Melk 16. Espérances
A peu de temps de cet incident, se produit un événement d’importance : des prisonniers de guerre, des « K.G. », viennent travailler dans l’usine souterraine. Il leur est formellement interdit d’entrer en contact avec nous, les « NN », de nous parler et réciproquement. Mais dans les galeries les plus lointaines, isolées, peu surveillées car dangereuses, ils peuvent s’approcher des pestiférés que nous sommes. Certains de ces nouveaux venus s’apitoient sur notre sort, sur notre misérable apparence. Ils nous apportent parfois un morceau de pain, une cigarette ; mais surtout, grâce à eux, nous obtenons enfin des nouvelles de l’extérieur dont nous sommes coupés depuis si longtemps : les forces alliées ont débarqué en Europe . Ces nouvelles sont pour nous, qui vivons dans un monde de privations, de souffrances et de mort, qui sommes à bout de ressources physiques et morales, d’une importance capitale : selon toute vraisemblance, notre délivrance approche. Si nous parvenons à tenir jusque là, nous retrouverons le chemin de la liberté, de notre pays, de notre famille.
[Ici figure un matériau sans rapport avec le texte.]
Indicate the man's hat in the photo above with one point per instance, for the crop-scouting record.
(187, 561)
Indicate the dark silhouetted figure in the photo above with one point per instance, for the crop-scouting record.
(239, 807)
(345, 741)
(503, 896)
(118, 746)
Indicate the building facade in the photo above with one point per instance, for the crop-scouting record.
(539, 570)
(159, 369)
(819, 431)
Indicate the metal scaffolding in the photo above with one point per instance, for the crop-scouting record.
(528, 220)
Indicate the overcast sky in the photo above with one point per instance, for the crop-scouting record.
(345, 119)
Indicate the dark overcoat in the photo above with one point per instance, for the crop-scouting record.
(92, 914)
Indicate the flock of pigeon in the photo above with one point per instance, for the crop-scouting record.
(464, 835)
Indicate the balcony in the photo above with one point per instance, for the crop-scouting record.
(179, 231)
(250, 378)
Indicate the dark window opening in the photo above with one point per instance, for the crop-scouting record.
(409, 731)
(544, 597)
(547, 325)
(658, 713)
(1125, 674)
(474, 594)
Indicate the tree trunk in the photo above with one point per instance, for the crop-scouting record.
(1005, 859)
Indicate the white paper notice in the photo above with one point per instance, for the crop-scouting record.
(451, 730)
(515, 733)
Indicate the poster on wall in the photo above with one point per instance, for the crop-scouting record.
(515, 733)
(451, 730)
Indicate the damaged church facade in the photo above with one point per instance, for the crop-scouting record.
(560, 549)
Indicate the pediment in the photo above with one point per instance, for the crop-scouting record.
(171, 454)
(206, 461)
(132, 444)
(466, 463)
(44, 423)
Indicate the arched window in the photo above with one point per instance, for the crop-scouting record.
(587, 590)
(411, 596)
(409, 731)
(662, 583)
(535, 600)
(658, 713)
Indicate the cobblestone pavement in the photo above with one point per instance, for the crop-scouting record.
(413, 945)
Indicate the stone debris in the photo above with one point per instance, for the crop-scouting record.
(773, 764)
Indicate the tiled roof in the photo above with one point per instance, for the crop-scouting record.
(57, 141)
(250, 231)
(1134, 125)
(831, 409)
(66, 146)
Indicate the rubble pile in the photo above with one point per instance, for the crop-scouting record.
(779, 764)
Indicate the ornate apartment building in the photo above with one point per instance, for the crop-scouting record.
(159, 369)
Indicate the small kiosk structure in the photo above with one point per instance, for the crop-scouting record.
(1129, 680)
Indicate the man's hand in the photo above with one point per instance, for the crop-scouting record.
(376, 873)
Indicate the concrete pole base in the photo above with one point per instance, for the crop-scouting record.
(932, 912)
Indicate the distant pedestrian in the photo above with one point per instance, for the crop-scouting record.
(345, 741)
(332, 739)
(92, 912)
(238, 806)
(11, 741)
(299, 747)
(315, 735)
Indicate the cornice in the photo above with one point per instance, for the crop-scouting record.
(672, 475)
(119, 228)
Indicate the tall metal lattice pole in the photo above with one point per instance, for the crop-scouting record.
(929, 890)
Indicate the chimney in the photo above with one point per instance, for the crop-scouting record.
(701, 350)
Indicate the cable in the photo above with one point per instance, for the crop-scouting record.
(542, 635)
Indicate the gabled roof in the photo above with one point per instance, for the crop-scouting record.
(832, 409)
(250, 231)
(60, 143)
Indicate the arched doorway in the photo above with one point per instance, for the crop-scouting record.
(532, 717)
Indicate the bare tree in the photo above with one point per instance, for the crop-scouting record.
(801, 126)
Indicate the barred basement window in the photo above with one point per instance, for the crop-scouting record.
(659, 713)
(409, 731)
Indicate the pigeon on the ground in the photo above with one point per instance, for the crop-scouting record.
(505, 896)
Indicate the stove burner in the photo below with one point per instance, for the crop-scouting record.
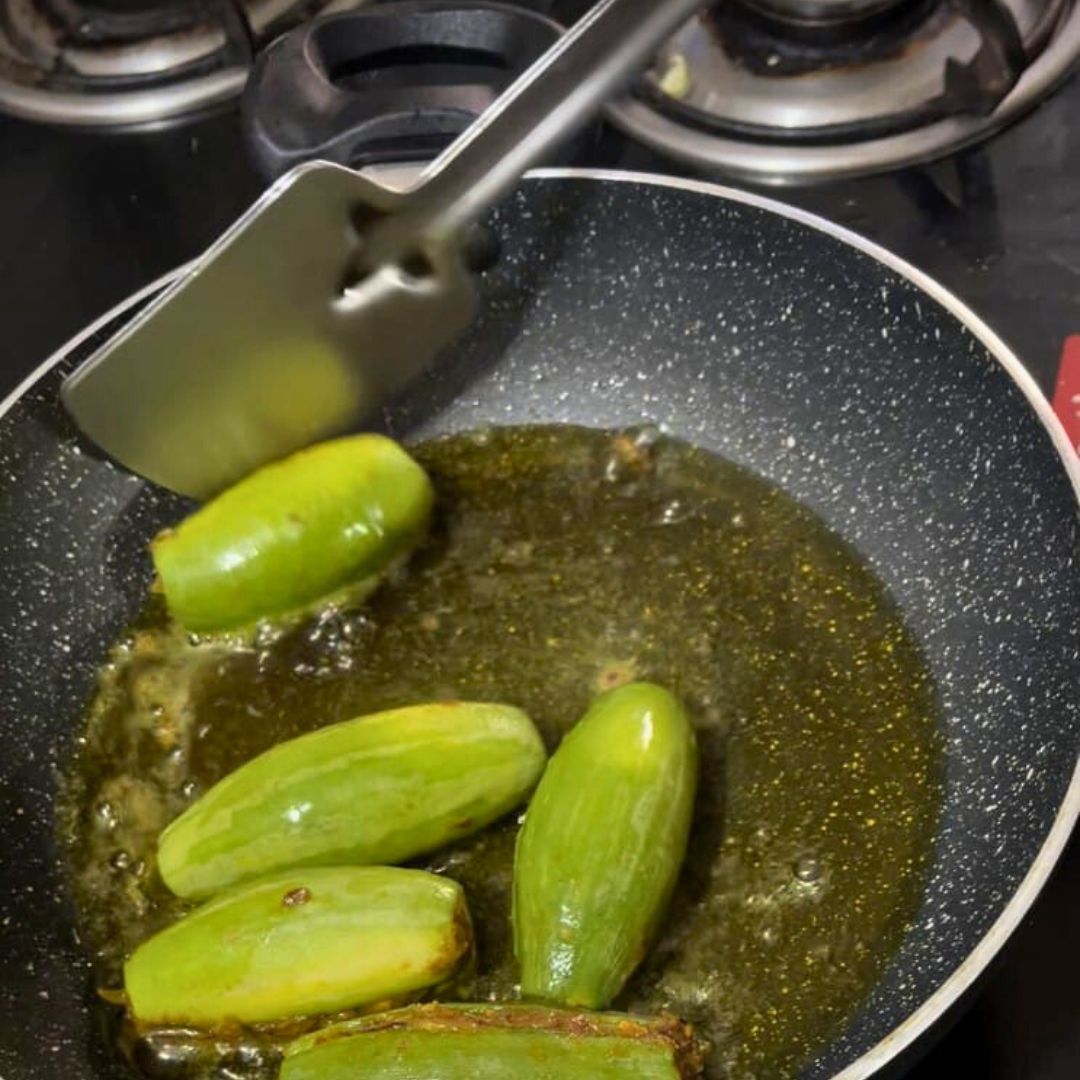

Nous apprenons encore que les troupes alliées ont commencé leur progression vers l' Allemagne , que celles de nos tortionnaires subissent partout des revers importants, des pertes sanglantes, surtout à l'est, en Russie, mais aussi ailleurs, à l'ouest .
La petite lueur d’espoir, la lumière souvent chancelante mais toujours présente qui nous a soutenus, que nous avons portée sans renoncer, au fond de notre cœur, qui nous a permis de surmonter les pires sévices moraux et physiques, cette lueur s’élève un peu plus haut, brille un peu plus fort en nous et irradie tout notre être, car si elle est encore faible, pour nous elle est semblable à un beau soleil qui nous réchauffe et nous donne le courage d’attendre un peu plus, d’espérer encore, de tenir à tout prix, jusqu’à la victoire finale.
Bientôt, visibles très haut dans le ciel, si haut que leur bruit est presque inaudible, apparaissent des sortes de points brillants, très nombreux, qui signalent le passage de véritables armadas aériennes ; ce sont les escadrilles alliées qui viennent détruire les villes du grand Reich et rabattre sa superbe. A cette vue, nos cœurs de bagnards se remplissent de joie et d’espérance. Nous n’éprouvons pas de pitié pour les populations civiles allemandes qui vont à leur tour connaître les horreurs de la guerre que leur Führer bien-aimé et ses sbires ont propagée et qu'ils imposent au monde depuis des années, semant sous leur domination, la ruine et le malheur. C'est sur leur propre sol qu'ils vont maintenant la subir et en connaître les horreurs. Tout heureux de ces bonnes nouvelles, comment pourrions-nous imaginer qu'un nouveau et terrible danger nous menace ?
Un matin où je suis de repos et où nos geôliers ne pensent pas à nous harceler, je rêve, étendu sur mon grabat. Mais à quoi peut bien rêver cette ombre de moi-même, ce fantôme décharné que je suis devenu ? Entre mon passé au maquis, avec ses jours difficiles mais heureux et l’existence remplie d’incertitudes, la survie au jour le jour que j’endure aujourd’hui, il me semble qu’un immense désert d’oubli s’est installé. Le passé, avec tout ce que j’y ai connu d’ombre et de lumière, a sombré dans un gouffre sans fond. Seule m' importe aujourd’hui la succession des instants que j' arrache avec peine, l'un après l’autre, à mes bourreaux, la pensée tout entière tournée vers le lendemain. Oui, demain, pas plus… Après-demain, c' est déjà trop lointain, aléatoire, empli de ténèbres incertaines. Je dois vivre, un jour de plus, et si possible, quelques jours, quelques nuits encore, pour assister à la défaite, à l’agonie des Kapos, des SS, de leur commandant Ludolf, de Hitler le mégalomane cyclothymique et des fous qui l'entourent, du grand Reich de mille ans promis aux masses hystériques qui doivent commencer à déchanter. Je veux vivre jusque là.